E.   Frequency Histograms

  1. one for your quantitative variable over the entire sample
  2. one for your quantitative variable over the 'YES' group
  3. one for your quantitative variable over the 'NO' group

Histograms and descriptive statistics may be carried out on SPSS. Refer to our first lab session for methods. This part of the project can be turned in on recycled paper.

 
Phase III: The Paper, due Tuesday December 18th. Guidelines: The paper should be typed, and double spaced, at least five pages long excluding the charts and computations. This should be turned in as a formal report typed on fresh paper.

Discuss the Data Collection Phase:

We’ve spent quite a bit of time in class discussing methods of data collection. Describe your method in detail, including any practical difficulties you had during the collection phase. If you did a survey, discuss the responses from the subjects of the survey (cooperative, evasive, hostile etc.). Discuss any biases you suspect may have been present in your procedure. What sort of effects you think they had on the investigation? Do you think your method was truly random? How might you improve your method?
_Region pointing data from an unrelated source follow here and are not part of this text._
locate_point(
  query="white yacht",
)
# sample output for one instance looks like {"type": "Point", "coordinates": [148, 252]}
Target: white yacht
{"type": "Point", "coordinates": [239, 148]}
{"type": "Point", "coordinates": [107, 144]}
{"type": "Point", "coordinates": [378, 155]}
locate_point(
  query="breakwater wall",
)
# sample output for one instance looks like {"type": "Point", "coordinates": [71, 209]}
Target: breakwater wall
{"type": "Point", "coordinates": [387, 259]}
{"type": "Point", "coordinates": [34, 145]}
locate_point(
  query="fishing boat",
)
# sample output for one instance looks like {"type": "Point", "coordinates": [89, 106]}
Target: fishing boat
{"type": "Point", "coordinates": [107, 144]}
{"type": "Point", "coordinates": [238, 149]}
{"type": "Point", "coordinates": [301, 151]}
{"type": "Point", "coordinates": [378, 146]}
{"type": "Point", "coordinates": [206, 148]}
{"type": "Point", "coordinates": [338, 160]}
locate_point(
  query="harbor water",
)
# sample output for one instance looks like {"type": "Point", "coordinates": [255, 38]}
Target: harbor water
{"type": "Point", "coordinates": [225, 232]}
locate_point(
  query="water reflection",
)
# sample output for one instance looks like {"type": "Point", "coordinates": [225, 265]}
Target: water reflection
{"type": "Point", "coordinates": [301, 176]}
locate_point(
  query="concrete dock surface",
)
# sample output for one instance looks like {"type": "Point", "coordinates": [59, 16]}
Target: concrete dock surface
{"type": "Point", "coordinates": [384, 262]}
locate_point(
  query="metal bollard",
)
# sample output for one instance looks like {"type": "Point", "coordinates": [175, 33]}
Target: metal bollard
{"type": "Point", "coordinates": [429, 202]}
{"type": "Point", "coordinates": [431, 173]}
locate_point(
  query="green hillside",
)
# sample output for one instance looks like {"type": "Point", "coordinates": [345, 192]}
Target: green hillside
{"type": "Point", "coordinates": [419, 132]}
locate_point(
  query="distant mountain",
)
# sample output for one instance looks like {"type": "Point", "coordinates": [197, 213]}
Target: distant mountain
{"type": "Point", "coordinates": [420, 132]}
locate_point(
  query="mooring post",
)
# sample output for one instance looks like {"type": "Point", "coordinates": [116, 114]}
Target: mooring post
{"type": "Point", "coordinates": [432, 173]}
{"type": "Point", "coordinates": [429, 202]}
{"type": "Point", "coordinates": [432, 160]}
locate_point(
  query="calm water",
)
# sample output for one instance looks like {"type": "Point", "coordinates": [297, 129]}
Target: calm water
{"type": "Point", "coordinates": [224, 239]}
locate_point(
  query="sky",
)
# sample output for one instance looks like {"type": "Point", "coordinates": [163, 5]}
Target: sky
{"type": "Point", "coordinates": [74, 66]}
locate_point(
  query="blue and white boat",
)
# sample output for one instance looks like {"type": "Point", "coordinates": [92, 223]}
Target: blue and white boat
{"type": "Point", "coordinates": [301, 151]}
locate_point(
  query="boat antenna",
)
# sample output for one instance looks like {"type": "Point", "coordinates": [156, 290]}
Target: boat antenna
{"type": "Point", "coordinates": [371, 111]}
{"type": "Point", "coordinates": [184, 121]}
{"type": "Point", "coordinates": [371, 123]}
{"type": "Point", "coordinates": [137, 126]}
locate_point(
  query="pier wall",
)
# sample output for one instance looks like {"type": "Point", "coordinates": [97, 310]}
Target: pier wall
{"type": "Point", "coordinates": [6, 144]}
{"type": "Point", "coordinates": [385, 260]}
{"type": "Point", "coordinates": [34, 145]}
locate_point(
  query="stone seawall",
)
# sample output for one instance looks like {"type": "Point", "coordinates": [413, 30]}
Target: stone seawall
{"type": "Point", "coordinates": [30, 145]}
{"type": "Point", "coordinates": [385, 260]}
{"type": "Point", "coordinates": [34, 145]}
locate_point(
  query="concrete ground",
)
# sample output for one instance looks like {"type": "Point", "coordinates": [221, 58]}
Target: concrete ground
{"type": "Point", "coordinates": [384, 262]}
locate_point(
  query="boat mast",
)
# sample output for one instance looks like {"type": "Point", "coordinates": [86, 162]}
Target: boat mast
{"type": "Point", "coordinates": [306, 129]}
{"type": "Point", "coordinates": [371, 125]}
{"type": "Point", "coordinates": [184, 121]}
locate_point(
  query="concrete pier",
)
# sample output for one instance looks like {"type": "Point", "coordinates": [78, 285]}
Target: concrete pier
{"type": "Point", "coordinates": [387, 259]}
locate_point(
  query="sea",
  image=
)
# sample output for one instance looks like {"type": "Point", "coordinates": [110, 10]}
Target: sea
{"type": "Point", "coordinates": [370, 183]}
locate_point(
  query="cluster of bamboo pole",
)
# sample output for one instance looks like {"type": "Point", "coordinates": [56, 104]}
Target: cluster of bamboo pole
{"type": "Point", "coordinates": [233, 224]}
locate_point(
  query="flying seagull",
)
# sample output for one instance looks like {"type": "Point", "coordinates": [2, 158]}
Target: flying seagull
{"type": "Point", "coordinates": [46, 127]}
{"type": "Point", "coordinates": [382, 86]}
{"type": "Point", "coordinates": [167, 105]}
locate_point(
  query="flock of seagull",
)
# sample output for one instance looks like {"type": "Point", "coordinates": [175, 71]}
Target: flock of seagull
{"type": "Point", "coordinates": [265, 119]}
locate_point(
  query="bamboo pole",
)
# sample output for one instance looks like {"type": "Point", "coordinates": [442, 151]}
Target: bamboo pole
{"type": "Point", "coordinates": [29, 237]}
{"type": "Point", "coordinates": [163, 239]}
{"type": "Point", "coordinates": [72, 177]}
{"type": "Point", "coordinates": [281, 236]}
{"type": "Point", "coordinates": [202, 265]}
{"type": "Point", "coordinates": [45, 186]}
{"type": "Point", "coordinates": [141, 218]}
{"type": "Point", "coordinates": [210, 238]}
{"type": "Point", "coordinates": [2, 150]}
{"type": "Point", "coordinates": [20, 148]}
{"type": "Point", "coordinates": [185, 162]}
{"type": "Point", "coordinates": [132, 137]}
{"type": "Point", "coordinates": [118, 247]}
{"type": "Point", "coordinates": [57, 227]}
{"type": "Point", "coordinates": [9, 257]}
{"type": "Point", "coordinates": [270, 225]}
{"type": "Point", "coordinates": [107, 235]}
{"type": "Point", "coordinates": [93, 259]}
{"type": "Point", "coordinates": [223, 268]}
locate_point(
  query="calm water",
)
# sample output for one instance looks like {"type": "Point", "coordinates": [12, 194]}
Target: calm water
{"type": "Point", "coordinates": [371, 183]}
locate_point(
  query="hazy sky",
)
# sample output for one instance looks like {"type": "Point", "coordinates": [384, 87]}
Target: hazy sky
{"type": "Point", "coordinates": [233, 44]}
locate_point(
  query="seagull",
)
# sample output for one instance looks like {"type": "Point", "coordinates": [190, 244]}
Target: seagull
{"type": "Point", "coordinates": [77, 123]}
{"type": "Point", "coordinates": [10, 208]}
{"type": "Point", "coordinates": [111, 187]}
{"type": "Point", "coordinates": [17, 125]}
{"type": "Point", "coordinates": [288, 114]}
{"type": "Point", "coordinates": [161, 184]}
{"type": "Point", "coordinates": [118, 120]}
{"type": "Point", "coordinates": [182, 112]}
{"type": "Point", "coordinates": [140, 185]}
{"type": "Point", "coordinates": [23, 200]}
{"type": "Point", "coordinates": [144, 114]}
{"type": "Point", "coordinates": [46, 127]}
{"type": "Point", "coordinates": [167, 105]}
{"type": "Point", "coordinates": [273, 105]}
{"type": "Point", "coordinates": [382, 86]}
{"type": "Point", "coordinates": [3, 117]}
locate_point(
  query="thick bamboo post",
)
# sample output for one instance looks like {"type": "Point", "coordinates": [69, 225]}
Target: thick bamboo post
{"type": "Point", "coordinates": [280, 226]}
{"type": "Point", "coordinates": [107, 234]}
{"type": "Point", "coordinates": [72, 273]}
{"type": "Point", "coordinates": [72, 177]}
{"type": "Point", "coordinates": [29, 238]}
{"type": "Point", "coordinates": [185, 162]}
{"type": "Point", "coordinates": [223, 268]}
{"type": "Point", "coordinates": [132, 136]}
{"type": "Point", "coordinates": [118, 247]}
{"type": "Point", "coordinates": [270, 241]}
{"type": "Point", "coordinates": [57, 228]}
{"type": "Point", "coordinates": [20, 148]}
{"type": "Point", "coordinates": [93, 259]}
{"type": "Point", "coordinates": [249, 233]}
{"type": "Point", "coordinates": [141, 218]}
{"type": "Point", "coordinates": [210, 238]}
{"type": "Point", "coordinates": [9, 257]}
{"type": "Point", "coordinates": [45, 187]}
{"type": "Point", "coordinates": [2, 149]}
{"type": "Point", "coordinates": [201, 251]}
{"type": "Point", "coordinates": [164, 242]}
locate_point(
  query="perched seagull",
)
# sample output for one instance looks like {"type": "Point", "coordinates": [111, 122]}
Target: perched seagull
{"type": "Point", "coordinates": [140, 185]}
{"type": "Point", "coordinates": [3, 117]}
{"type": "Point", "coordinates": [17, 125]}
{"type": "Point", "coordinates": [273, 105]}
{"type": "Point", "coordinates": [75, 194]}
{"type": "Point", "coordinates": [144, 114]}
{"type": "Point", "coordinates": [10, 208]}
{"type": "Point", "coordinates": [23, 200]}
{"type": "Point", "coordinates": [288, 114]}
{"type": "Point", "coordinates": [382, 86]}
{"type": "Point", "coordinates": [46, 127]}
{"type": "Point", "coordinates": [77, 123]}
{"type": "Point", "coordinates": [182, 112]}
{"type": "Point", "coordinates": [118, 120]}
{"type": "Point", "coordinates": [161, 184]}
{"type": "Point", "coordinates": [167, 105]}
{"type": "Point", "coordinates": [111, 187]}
Required Tests and Computations.

C For the dichotomous variable, find the sample percentage of the ‘yes’ responses. Name the parameter that you are estimating. What is the standard error? Give 68% and 95% confidence intervals for your parameter. Do the same for the ‘no’ group.

C For the ‘yes’ group of the dichotomous variable, compute the sample average of your quantitative variable. Name the parameter that you are estimating. What is the standard deviation? What is the standard error? Give 68% and 95% confidence intervals for your parameter. Do the same for the ‘no’ group.

C Carry out a hypothesis test to decide whether the difference in the averages of the quantitative variable for your two groups is significant, or whether it can be explained away by chance error. Be certain that the assumptions for the test you use are satisfied.

Correct grammar and usage of statistical terms and statistical principles are important. Don’t forget that the resources of the writing center are available to help you. There will be a possibility of obtaining extra credit (up to about 10% or so). You may for example look for a correlation between two quantitative variables, or carry out a test for independence over several categories of your sample. You may use SPSS to create additional histograms/calculations. However, organize your SPSS output. Include only what is relevant, and explain the purpose/procedures/results of those tests.

 

Conclusions:

Comment on any skew or unusual shape in your histogram. Comment on the hypothesis test(s) you used and the significance level(s), and explain why those tests were appropriate. Speculate on anything in the data that might need further investigation.